Chuyi Kong,Yaxin Fan,Xiang Wan,Feng Jiang,Benyou Wang
2024-05-28
Abstract:The unparalleled performance of closed-sourced ChatGPT has sparked efforts towards its democratization, with notable strides made by leveraging real user and ChatGPT dialogues, as evidenced by Vicuna. However, due to challenges in gathering dialogues involving human participation, current endeavors like Baize and UltraChat rely on ChatGPT conducting roleplay to simulate humans based on instructions, resulting in overdependence on seeds, diminished human-likeness, limited topic diversity, and an absence of genuine multi-round conversational dynamics. To address the above issues, we propose a paradigm to simulate human behavior better and explore the benefits of incorporating more human-like questions in multi-turn conversations. Specifically, we directly target human questions extracted from genuine human-machine conversations as a learning goal and provide a novel user simulator called `Socratic'. The experimental results show our response model, `PlatoLM', achieves SoTA performance among LLaMA-based 7B models in MT-Bench. Our findings further demonstrate that our method introduces highly human-like questioning patterns and rich topic structures, which can teach the response model better than previous works in multi-round conversations.

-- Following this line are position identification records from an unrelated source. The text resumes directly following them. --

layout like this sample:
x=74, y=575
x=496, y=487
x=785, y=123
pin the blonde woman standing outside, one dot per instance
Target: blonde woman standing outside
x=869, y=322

Computation and Language,Artificial Intelligence
What problem does this paper attempt to address?
The main problem that this paper attempts to solve is how to more realistically simulate human behavior in multi - turn conversations to improve the performance of large - language models (LLMs) in dialogue tasks. Specifically, the author points out several limitations of current methods: 1. **Dependence on seed conversations**: Many existing methods rely on ChatGPT for static role - playing to simulate human conversations, which results in the conversation content being overly dependent on seed conversations and lacking diversity. 2. **Lack of real multi - turn conversation dynamics**: Since static simulation is difficult to capture real - life human conversation patterns, the generated conversations often lack the natural multi - turn interaction characteristics. 3. **Single - topic structure**: Existing simulation methods are difficult to produce rich topic structures, limiting the diversity and depth of conversations. To solve these problems, the author proposes a new paradigm by training a learnable user simulator (called "Socratic") that directly targets real - human questions for learning. This user simulator can more naturally engage in multi - turn conversations with system agents (such as ChatGPT), thereby generating a conversation dataset (called "SocraticChat") that is closer to real - life scenarios. Finally, a new response model (called "PlatoLM") is trained based on this dataset to improve its performance in multi - turn conversations. ### Main contributions 1. **Proposed an effective human - behavior - simulation paradigm**: By reversing the learning objective, from ChatGPT's answers to real - user questions, the simulator becomes more human - like. 2. **Provided multiple versions of multi - turn conversation datasets**: These datasets expand the scale and diversity of existing conversation datasets. 3. **Trained a new response model, PlatoLM**: With a small number of training samples, PlatoLM performs well in multiple benchmark tests, especially outperforming other models in multi - turn conversation tasks. 4. **Discovered that more human - like questioning patterns are helpful for teaching**: Compared to static role - playing, human - like questioning patterns in dynamic multi - turn conversations can better guide the learning of dialogue models. Through these improvements, the paper demonstrates how to improve the performance of large - language models in multi - turn conversations through more realistic conversation simulation.